ほとほとの煮物

お口にあうかどうか

ライブDVD

「誰にすすめても、誰も聞いてくれなくて…」

チラリ、と視線。そうあからさまに言われては、仕方ありません。

「じゃあ、わたし、聞きたいです」

にんまり笑顔。まったくもう。

 

最近、ちょっと聞きかじった曲に惹かれ先輩に話すと、大ファンだったらしく3日に1回布教されています。言われるがままに他の曲も聞いてみたけれどいまいちハマらず、「はあ」とか「ふうん」とか気の無い返事しかできませんでした。でも先輩は諦めず、今日ついに、ライブDVDを勧めてきたのです。ふう。

 

わたしは、ライブDVDを見ません。それがたとえ好きなバンドのライブであったとしても、すすんで見ようとは思いません。

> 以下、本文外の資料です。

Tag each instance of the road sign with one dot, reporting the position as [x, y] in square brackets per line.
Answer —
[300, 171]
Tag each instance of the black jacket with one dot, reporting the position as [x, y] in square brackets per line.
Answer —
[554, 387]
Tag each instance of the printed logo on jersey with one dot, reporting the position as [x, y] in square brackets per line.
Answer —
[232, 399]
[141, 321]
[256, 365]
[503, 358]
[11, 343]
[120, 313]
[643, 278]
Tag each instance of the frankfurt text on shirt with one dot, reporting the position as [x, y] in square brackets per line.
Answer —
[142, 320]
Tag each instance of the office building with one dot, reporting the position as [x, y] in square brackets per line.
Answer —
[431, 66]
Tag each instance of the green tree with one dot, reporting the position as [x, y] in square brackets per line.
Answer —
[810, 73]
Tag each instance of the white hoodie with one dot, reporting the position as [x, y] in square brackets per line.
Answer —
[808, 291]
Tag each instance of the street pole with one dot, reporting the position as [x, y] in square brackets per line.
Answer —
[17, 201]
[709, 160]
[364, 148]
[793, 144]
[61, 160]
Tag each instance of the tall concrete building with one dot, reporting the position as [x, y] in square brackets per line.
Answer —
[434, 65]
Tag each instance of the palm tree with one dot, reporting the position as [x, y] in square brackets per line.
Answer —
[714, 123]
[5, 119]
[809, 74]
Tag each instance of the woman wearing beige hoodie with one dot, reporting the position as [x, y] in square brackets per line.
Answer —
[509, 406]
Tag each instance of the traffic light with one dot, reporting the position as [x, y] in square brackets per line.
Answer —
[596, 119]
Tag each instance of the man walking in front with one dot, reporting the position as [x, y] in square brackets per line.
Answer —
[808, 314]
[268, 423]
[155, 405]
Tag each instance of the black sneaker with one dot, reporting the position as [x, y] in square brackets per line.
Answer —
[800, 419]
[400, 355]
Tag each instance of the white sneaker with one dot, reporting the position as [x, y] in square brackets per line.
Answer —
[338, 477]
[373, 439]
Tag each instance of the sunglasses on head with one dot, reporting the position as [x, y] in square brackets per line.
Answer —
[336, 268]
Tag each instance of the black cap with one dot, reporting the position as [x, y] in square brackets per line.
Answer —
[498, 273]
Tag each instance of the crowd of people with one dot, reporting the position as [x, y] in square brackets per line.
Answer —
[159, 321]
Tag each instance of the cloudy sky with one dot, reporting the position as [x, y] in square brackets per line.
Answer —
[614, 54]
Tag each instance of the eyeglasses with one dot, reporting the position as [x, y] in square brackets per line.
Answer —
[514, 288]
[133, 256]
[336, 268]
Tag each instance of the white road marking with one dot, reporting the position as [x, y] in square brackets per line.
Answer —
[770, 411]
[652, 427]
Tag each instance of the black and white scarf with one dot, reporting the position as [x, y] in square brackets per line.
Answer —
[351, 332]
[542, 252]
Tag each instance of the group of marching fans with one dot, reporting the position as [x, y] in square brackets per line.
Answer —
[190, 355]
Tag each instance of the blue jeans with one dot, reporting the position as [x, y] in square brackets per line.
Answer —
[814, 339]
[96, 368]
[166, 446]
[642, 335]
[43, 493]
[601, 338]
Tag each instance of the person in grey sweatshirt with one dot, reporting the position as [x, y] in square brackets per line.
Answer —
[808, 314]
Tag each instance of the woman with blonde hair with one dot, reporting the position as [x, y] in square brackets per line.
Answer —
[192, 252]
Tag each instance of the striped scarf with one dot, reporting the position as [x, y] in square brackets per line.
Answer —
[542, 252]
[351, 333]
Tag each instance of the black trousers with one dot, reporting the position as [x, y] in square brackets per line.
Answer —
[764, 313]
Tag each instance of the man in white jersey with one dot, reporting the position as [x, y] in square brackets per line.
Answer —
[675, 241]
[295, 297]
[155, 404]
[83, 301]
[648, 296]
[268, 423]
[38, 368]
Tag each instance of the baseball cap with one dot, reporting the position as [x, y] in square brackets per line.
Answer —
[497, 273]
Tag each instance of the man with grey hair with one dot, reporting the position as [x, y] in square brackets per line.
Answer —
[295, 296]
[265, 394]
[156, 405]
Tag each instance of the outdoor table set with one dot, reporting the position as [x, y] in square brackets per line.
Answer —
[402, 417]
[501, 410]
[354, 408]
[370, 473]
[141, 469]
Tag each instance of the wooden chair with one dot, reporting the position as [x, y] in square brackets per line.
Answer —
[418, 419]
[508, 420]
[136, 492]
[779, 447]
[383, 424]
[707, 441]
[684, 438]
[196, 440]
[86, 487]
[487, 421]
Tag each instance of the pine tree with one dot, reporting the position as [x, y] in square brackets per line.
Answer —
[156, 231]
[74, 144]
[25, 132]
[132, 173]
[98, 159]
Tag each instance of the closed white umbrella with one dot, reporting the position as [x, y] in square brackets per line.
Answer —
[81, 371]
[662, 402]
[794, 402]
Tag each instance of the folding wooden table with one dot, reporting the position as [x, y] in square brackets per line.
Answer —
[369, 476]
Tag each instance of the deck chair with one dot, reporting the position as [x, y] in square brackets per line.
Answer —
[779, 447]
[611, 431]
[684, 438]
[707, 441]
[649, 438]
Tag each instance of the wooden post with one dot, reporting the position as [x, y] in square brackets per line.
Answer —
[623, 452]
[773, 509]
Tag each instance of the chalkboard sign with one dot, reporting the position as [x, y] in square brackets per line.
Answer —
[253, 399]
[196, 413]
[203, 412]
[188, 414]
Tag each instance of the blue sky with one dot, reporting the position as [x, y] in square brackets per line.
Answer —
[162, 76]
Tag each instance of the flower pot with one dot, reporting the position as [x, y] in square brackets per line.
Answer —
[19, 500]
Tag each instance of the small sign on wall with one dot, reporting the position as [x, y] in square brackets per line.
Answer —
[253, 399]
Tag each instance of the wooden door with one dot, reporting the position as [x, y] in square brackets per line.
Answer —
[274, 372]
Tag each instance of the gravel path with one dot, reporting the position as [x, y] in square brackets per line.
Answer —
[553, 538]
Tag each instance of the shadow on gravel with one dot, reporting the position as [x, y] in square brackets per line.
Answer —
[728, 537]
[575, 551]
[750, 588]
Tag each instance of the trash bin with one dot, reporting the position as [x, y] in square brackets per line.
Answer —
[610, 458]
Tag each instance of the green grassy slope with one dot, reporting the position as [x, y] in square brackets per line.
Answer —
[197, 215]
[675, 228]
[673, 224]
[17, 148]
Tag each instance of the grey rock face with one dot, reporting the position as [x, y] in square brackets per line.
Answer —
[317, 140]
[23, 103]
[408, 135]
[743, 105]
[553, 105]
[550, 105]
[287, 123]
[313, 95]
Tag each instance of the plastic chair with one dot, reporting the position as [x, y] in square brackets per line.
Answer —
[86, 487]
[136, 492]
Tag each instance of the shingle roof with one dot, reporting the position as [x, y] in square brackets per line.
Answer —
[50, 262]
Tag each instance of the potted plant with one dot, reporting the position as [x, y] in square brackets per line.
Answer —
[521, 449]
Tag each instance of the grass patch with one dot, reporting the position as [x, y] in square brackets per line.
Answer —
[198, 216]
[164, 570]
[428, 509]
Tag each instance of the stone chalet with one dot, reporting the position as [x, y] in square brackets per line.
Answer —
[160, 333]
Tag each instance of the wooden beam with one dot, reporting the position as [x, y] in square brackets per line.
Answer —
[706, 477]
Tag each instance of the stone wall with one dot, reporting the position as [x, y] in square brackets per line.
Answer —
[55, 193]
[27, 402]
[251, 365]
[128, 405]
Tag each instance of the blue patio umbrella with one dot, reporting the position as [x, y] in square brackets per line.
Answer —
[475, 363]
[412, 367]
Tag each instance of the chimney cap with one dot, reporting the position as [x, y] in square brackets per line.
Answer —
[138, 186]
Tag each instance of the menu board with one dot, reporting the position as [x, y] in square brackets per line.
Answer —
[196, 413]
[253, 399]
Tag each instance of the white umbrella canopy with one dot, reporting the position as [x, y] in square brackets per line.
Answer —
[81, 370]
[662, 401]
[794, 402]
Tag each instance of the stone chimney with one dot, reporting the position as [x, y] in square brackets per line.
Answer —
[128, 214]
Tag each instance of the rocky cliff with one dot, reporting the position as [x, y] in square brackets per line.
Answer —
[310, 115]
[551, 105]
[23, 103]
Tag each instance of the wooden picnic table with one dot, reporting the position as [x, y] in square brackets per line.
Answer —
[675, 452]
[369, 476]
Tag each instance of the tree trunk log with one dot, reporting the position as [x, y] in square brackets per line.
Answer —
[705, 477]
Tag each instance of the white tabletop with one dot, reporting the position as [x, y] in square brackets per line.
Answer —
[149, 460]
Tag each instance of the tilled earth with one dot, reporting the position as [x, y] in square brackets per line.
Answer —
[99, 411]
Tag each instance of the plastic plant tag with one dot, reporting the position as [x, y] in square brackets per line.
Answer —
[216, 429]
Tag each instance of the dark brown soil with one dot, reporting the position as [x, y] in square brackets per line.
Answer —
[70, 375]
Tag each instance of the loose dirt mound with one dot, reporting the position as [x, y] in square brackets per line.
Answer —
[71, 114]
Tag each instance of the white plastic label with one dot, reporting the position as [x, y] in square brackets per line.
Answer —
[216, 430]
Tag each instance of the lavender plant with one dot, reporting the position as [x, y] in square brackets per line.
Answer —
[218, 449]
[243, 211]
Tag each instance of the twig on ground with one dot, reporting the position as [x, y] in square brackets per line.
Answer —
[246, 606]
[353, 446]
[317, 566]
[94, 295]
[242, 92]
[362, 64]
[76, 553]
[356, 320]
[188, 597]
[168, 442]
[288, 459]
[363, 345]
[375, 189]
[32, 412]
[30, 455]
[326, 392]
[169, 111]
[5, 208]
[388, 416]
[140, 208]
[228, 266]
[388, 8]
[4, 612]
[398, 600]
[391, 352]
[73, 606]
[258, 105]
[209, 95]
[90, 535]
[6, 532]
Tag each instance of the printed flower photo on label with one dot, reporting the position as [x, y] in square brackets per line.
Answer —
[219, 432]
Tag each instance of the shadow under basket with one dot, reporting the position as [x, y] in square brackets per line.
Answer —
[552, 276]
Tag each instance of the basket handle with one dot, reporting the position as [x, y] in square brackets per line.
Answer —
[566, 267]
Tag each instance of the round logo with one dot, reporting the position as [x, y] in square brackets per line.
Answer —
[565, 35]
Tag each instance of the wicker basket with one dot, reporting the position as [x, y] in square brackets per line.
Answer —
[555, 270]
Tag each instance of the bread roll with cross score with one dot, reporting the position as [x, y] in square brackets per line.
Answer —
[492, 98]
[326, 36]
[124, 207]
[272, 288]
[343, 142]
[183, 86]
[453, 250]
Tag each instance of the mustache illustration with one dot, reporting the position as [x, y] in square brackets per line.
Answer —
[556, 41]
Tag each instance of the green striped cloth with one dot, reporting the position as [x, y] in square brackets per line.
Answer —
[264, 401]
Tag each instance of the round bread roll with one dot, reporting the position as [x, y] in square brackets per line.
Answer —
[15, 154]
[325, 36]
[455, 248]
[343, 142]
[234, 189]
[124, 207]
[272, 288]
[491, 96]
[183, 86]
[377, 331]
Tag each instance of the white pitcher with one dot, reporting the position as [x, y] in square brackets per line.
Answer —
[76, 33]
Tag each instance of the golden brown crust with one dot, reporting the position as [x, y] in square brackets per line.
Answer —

ライブは好きです。半年前からチケットに応募して、当落を待って、コンビニなんかで発券して。整理番号を確認して、当日まで貯金をして、どのグッズを買って、当日どれを身に付けようか悩んで。物販列、入場列、並んで待つ時間も楽しくて、入場して、いよいよ開演を待つ、あのソワソワ感。ライブに至るまでのすべての瞬間を愛しています。愛しているからこそ、辛いのです。

職場と自宅を行き来するだけの日常に入り込む「ライブ」という非日常。それは代わり映えのない日々の「ご褒美」とも言えます。半年前からじわじわと心身の準備を整えるくらいがちょうど良い。だから「ライブDVD」なんて、そんなに気軽にお手軽に「ご褒美」を放り込まれたら困ります。身に余る幸せに高揚した気分はおさまることなく、急に持ち上がったテンションに身体はついてゆけず、翌日以降、おかしなテンションとおかしな筋肉痛を引きずることでしょう。キケン、ライブDVD。

 

でも、先輩がそうまで言うのなら見るしかありません。まったくもう。